Variant identifiers for Oncomine™ panels

Hotspots BED files

The BED file specification (http://genome.ucsc.edu/FAQ/FAQformat.html#format1.7) indicates that the fourth column is the name of the BED line, and is used to label the variant region in the UCSC genome browser or IGV. This label is also used to populate the ID field in the output VCF files as well as the Variant ID columns in Ion Reporter™ Software.

Oncomine™ panel hotspots files contain genomic representations that correspond to somatic variants that have been frequently observed in cancer samples, and thus are likely to be relevant to the cancer phenotype. These files also contain less frequently observed variants, implicated in literature reports as functionally relevant, for example, activating/inactivating variants. When possible, variants within the hotspots files are assigned an identifier consistent with a publicly accessible data source, preferentially COSMIC (https://cancer.sanger.ac.uk/cosmic) but also including dbSNP (https://www.ncbi.nlm.nih.gov/snp/) and ClinVar (https://www.ncbi.nlm.nih.gov/clinvar/). If a variant cannot be found in COSMIC, it may receive an arbitrarily assigned identifier to aid in variant calling interpretation and troubleshooting; these identifiers (for example, BT144, OM3324, OMINDEL700, MAN103) should be consistent across Oncomine™ panels. When hotspots files are updated, Thermo Fisher Scientific reviews the COSMIC database to determine whether variants with such identifiers have been assigned COSMIC IDs, and replace them with the more meaningful COSMIC IDs.
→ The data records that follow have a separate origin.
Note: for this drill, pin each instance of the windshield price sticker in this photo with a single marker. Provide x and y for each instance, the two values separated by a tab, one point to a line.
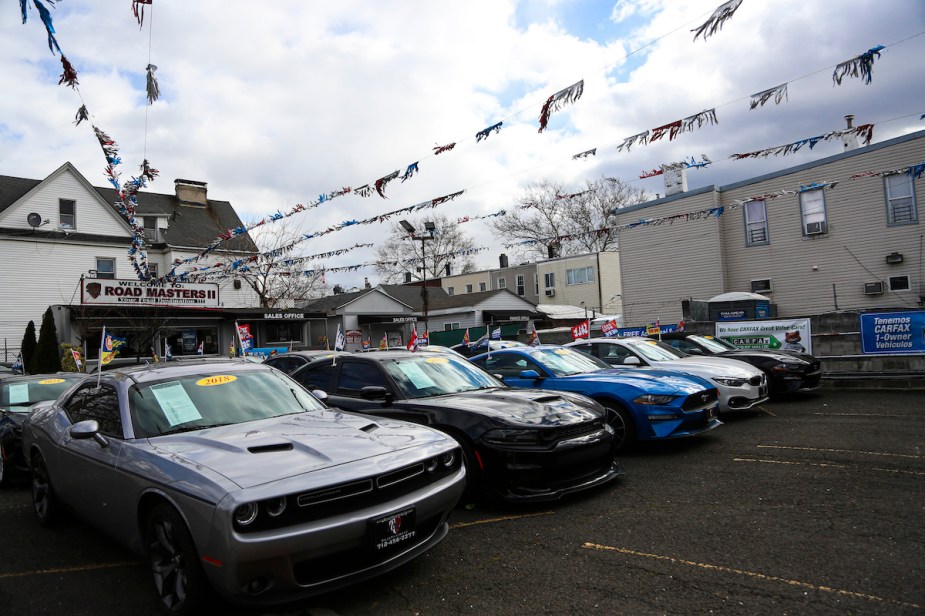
218	379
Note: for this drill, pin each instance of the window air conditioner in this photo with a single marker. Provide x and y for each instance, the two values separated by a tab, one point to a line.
815	228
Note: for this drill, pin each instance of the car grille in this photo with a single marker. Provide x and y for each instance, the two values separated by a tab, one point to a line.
701	399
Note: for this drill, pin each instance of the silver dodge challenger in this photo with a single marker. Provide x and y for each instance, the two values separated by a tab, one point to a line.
228	476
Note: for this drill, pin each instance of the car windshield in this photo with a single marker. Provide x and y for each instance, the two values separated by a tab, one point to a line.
564	362
654	350
714	344
19	395
209	400
421	376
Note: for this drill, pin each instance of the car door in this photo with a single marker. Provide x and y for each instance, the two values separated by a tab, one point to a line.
86	470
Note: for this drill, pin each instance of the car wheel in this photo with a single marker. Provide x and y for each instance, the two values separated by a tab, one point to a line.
179	581
44	500
623	427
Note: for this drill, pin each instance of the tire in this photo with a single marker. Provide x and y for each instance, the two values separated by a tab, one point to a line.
179	581
624	428
44	500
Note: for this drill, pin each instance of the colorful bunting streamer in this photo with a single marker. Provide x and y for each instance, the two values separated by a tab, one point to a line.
559	100
778	93
722	14
860	66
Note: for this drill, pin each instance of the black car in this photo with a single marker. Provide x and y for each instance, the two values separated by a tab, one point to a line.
787	371
293	360
18	395
518	444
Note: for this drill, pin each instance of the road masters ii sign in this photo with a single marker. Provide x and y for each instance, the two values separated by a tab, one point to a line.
102	292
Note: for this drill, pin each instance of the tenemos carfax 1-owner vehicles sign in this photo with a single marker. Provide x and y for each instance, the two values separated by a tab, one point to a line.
893	332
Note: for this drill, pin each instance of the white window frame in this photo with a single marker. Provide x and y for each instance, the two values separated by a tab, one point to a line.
899	192
756	223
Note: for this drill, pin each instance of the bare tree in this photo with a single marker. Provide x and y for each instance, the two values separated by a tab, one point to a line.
575	222
400	253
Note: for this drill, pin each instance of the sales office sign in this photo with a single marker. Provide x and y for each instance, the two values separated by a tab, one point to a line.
103	292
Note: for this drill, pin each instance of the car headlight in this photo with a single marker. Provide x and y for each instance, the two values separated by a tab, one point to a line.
244	515
729	381
275	507
653	399
512	436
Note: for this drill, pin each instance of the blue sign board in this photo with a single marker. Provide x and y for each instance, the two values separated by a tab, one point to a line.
893	332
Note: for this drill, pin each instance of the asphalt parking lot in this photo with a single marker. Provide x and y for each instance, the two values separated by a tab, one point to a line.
810	505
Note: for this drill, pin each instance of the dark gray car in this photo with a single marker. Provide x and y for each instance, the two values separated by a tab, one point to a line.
228	475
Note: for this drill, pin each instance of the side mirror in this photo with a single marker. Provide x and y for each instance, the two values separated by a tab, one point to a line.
88	428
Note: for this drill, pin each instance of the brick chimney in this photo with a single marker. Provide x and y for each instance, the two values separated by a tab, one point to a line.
191	192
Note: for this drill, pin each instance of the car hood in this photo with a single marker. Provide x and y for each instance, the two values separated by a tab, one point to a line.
712	366
650	381
534	407
256	452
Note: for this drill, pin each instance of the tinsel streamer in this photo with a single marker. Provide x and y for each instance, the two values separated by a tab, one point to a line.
641	138
381	183
672	129
717	19
859	66
82	114
707	116
138	10
779	93
559	100
49	27
69	74
410	171
485	132
153	90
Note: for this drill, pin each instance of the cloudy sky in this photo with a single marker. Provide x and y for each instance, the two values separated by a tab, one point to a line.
274	103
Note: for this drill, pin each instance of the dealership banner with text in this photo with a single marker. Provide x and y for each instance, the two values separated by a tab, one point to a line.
793	335
111	292
893	332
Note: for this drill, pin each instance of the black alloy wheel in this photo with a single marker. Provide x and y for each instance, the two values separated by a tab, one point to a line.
179	581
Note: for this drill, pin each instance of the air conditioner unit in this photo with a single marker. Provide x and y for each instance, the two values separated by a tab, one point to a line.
815	228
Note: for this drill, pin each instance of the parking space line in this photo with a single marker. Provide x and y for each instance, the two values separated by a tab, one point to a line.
866	453
751	574
500	519
127	563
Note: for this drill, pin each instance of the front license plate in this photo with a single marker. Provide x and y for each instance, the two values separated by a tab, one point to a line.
392	529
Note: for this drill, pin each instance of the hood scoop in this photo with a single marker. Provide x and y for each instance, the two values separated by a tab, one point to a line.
270	448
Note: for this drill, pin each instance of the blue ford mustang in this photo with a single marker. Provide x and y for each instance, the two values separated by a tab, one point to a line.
644	404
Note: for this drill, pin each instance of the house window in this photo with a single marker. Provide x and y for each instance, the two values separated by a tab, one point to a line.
756	223
581	275
105	268
900	200
67	213
899	283
812	209
150	223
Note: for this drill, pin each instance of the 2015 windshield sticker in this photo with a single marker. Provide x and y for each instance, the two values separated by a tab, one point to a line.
175	403
218	379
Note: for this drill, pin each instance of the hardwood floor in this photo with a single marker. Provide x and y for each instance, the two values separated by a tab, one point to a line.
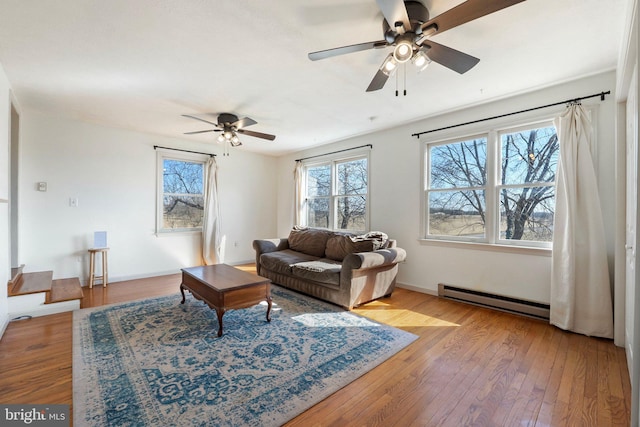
469	366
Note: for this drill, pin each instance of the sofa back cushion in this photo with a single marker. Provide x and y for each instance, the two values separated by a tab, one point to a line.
310	241
339	246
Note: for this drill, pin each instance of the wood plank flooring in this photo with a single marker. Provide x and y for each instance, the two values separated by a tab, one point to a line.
469	366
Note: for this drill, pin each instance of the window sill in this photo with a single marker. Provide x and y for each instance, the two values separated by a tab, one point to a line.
512	249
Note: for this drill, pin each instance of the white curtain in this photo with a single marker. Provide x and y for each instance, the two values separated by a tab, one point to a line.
298	193
211	246
580	286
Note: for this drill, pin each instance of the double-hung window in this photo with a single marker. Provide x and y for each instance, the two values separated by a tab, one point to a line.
496	187
181	179
337	194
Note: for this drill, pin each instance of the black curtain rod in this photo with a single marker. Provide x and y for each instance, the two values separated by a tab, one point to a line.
155	147
568	101
334	152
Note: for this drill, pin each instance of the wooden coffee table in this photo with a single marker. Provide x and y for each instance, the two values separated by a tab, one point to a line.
223	287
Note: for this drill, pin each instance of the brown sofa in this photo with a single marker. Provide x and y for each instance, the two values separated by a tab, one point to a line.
344	269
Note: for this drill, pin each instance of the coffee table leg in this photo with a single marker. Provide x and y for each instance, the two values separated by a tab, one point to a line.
268	309
220	313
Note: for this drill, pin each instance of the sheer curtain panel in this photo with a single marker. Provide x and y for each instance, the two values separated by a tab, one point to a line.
298	193
211	247
580	285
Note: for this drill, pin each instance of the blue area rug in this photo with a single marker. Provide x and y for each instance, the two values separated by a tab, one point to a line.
157	362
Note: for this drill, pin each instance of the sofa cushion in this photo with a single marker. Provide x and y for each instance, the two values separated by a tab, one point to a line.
282	261
322	270
339	246
310	241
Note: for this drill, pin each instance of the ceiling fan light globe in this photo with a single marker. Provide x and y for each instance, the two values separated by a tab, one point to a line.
389	65
403	52
421	61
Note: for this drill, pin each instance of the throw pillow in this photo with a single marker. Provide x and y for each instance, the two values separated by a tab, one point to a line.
339	246
309	241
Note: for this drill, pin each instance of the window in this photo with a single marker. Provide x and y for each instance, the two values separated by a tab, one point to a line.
337	194
181	181
497	187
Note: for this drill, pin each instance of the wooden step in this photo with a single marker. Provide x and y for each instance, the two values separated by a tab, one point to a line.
31	283
16	277
65	290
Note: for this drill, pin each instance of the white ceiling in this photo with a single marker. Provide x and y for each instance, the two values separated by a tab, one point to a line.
141	64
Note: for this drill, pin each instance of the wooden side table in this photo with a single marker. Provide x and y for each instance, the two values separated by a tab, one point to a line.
92	267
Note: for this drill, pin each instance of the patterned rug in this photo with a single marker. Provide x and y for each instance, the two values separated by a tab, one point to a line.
157	362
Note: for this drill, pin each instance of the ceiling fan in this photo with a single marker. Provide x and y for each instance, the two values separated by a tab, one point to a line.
407	27
230	126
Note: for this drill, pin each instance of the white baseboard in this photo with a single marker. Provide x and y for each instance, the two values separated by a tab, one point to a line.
417	289
3	326
33	306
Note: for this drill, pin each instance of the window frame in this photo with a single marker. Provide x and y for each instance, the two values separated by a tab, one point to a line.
333	197
492	240
161	156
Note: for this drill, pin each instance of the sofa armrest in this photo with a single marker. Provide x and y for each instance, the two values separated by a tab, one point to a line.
381	257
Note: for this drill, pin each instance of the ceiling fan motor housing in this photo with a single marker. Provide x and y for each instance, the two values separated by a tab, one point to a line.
418	14
227	119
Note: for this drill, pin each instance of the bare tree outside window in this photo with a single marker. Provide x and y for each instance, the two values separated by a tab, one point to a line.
525	189
318	196
458	174
351	195
337	195
183	196
528	158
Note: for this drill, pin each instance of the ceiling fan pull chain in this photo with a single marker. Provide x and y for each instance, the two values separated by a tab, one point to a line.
396	84
404	68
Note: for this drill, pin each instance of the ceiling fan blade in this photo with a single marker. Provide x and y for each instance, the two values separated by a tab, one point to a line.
244	122
322	54
395	13
467	11
453	59
257	134
202	131
202	120
378	81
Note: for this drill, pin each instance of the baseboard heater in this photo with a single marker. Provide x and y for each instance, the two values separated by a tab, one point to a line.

COSMIC ID changes due to database updates

The COSMIC database updates approximately four times a year, and these updates involve the addition of newly curated variants, removal of a smaller number of variants, and changes in genomic representations to a very small number of variants. There is, therefore, a chance that the variant identifiers in the hotspots files might be out of sync with, or no longer be found on the COSMIC website. Additionally, prior to COSMIC version 90, the same normalized genomic variant (see https://pubmed.ncbi.nlm.nih.gov/25701572/) might have had multiple redundant COSMIC variant identifiers (COSM); since COSMIC version 90, these identifiers have been replaced with one consistent COSV identifier, and multiple COSMIC variants may map to these identifiers.

Fusions files

A comprehensive, universally recognized database of oncogenic gene fusion breakpoints does not exist. Therefore, gene fusion isoform identifiers are generated by concatenating the two gene symbols with a hyphen, and then combining the first letter of the 5’ partner with the last retained 5’ exon along with the first letter of the 3’ partner with the first retained 3’ exon. For example, EML4-ALK.E6A17 involves a fusion between the sixth exon of EML4 with the 17th exon of ALK. Fusion isoforms involving junctions between incomplete exons, or involving intronic insertions may contain “ins” or “del” modifiers followed by the number of nucleotides removed or added. Additionally, assay names may contain additional identifiers such as COSMIC COSF ids or GenBank accession numbers.